Conseils de lecture

La danse du temps
20,00
par (Libraire)
20 avril 2019

Coup de coeur du Passage Culturel

Finesse psychologique de l’auteure, Prix Pulitzer 1989, qui donne une grande profondeur à son personnage principal. Observatrice de sa vie plus qu’actrice, jusqu’à aujourd’hui. Il n’est pas si facile d’aller à l’encontre de ce qui à fait notre vie. Bousculer les codes établis pour se retrouver dans une société patriarcale américaine où les femmes doivent rester à leur place.


I am, I am, I am
21,00
par (Libraire)
20 avril 2019

Coup de coeur du Passage Culturel

Une jeune femme nous raconte sa vie en 17 chapitres par le prisme d’événements qui ont affecté son corps. Plusieurs fois dans sa vie l’auteure à été assez proche de la mort, que ce soit à cause de maladies, accidents ou pour ses accouchements. Elle exprime son rapport au corps. Le fait qu’elle ai été malade très jeune a déclenché chez elle une certaine insouciance qui l’a fait se mettre de nombreuse fois en danger. Voix singulière d’une auteure déjà remarquée, c’est un texte brillant. D’autant plus émouvant lorsque que l’on ne sait pas que c’est une autobiographie. Féministe dans le sens élogieux, pas revendicatif, juste admiratif de la beauté des femmes par ce qui en fait leur singularité. Ses douleurs, son psychisme, le don de soi.
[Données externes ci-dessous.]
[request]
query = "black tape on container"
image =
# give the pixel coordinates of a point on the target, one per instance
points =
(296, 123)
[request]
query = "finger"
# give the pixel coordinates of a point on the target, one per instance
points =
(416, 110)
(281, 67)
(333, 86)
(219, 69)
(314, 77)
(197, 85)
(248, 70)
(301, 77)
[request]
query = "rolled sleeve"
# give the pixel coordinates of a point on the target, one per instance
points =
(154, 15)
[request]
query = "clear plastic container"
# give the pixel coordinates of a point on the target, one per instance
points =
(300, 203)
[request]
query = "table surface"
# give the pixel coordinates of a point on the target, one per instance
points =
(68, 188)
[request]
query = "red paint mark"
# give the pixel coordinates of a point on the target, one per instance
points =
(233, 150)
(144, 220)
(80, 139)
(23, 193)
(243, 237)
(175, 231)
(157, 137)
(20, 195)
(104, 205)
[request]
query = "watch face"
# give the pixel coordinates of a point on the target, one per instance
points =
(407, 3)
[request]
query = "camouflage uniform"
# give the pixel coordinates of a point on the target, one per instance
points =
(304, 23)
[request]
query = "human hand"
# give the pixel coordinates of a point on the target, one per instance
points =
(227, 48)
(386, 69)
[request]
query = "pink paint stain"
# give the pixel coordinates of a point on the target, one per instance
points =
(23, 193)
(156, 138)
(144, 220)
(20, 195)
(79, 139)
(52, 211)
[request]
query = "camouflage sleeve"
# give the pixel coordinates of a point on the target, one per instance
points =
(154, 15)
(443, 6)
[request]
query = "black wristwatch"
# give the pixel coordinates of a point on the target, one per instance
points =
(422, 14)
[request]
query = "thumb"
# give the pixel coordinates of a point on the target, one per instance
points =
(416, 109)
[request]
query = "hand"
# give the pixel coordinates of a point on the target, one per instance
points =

À la ligne, Feuillets d'usine

Feuillets d'usine

La Table Ronde

18,00
par (Libraire)
26 janvier 2019

Coup de coeur du Passage Culturel

J'ai été bluffé par la pureté des mots choisis par Joseph Ponthus. L'auteur ponctue son récit de références littéraires et musicales qui lui passent par la tête pendant son travail. Un livre aussi original par son fond et par sa forme. Puissant par le sujet abordé, c’est un cri de colère contre les terribles conditions de travail en usine qui conduisent à une forme d’aliénation. A aucun moment le texte ne se transforme en revendication sociale. Talentueux premier roman.


Né d'aucune femme

Manufacture de livres

20,90
par (Libraire)
2 janvier 2019

Coup de coeur du Passage Culturel

Le roman débute quand une femme demande à Gabriel, un jeune prêtre, de récupérer des carnets cachés sous la robe d’une femme, décédée, qu’il devra bénir le lendemain à l’asile. Les carnets de Rose. Celle-ci grandit à la campagne, fin XIXe, dans une famille pauvre. Son père décide un soir de la vendre à une famille bourgeoise pour qu’elle devienne domestique, l’argent lui servant à faire vivre le reste de sa famille. Cet acte signe le début du cauchemar pour l’ensemble de la famille.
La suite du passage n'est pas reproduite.